The yield on US 10-year Treasury bonds (T-Bonds) jumped to 4.8 percent, a level last seen during the global financial crisis. In the UK, 30-year hog yields rose to 5.1%, their highest since the Asian financial crisis.
Yields are down a bit this week. In a sudden reversal of sentiment, bonds have regained some of their safe-haven reputation. This is the result of an escalation of geopolitical tensions following the Hamas attack on Israel.
The prospect that interest rates may not be raised again is also driving yields lower.
The US Federal Reserve and the Bank of England raised interest rates to reduce inflation by discouraging spending. But higher yields are thought to have the same effect, albeit indirectly, by affecting the cost of borrowing for businesses and households.
But even before some calm returns, other experts are making the case for bonds.
Former pessimist Mike Eakins, chief investment officer of Phoenix, the retirement savings giant that owns Standard Life, is shifting to gilts, calculating that interest rates may be near their peak.
Wealth managers are also more optimistic. Atomos’ Haig Bathgate commented: “We don’t think interest rates will rise much further – if at all – and so we are happy to buy and hold and accept short-term negative sentiment and volatility.” You can now lock in a near 4.5 percent yield on 10-year gilt, which looks very attractive on a three-to-five-year basis.
“But corporate bonds are more difficult because there is a high probability that some of them will default if interest rates continue at their current high levels.”
Dan Boardman-Weston of BRI Wealth Management points out that gilt profits are not subject to capital gains tax (CGT) – a valuable advantage for higher and additional rate taxpayers, especially since the annual allowance for this tax has been halved to £ 6000. Therefore, it is worth considering females with low “coupon” or interest rates, which are usually offered at lower prices.

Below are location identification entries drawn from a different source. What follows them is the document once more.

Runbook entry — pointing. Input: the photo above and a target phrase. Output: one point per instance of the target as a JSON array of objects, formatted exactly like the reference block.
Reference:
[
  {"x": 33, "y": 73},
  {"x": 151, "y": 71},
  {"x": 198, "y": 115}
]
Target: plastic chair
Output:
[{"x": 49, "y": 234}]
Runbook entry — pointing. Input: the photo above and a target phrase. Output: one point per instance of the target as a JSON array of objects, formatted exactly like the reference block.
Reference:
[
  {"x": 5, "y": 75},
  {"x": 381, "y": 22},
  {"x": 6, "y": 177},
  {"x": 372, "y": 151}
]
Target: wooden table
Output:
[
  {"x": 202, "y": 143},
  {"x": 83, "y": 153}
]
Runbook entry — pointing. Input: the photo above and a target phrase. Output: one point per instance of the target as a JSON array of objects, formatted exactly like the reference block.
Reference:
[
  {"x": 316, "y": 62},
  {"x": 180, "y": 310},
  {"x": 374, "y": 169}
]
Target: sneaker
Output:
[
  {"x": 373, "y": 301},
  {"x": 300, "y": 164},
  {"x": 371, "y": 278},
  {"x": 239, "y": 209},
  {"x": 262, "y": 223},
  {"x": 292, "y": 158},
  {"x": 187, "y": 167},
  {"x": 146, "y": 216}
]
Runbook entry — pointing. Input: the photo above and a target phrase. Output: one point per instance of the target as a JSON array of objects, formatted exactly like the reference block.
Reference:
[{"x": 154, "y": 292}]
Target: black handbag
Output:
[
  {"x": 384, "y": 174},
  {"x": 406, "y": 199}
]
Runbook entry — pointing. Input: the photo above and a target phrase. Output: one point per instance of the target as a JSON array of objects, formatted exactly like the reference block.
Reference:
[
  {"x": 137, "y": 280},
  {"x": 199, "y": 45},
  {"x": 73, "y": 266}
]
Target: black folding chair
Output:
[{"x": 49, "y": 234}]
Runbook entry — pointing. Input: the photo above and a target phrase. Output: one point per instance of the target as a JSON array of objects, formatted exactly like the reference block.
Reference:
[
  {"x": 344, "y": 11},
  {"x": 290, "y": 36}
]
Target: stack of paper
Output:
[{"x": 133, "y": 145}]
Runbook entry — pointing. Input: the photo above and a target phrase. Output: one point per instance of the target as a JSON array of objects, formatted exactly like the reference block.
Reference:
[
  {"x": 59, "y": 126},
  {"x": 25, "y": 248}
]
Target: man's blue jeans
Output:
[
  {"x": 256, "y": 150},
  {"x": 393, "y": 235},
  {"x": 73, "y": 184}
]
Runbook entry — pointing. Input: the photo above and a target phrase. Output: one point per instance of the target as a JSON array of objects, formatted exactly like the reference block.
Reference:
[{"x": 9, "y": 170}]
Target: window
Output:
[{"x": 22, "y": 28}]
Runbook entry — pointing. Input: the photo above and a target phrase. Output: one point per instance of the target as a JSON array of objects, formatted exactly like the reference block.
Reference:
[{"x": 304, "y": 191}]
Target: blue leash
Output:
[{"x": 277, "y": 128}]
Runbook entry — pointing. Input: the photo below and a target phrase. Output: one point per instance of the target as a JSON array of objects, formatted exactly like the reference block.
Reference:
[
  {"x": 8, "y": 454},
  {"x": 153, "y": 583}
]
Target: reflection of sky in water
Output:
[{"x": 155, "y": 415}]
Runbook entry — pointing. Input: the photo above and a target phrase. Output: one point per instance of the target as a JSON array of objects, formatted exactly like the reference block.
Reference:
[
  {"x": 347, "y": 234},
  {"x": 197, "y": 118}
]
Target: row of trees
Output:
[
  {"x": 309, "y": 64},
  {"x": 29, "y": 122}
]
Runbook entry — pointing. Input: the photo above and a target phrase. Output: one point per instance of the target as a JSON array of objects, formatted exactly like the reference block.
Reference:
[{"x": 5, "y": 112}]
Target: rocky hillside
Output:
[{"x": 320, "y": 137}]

Says Boardman-Weston: “Let’s say you put money into a gold coin maturing in June 2025 that is trading at about 6 percent below ‘par’ – that’s the face value at which it will be redeemed at maturity – and it pays interest rate of 0.7 percent. You buy £100 worth of assets for £94. When maturity occurs, the entire increase in value will be tax-free, meaning you lock in a generous return.
“In my opinion, hogs are better value than they have been in 16 years.”
The platforms make it relatively easy to choose a selection of gold plated animals by checking their coupons and expiry dates. But a bond can be a simpler route, even though the tax breaks aren’t on offer.
The iShares UK Gilts All Stocks Index Fund offered by Boardman-Weston holds bonds of various maturities.
Interactive Investor’s best low-risk buys are the Vanguard UK Government Bond Fund and the Vanguard Global Bond index if you want an international mix of corporate and government bonds.
Chris Rush likes the L&G Strategic Bond fund and the M&G Optimal Income fund because he believes their managers have the experience to make the most of current opportunities “without taking undue risk”. This is another point to note at this uncertain time in our history.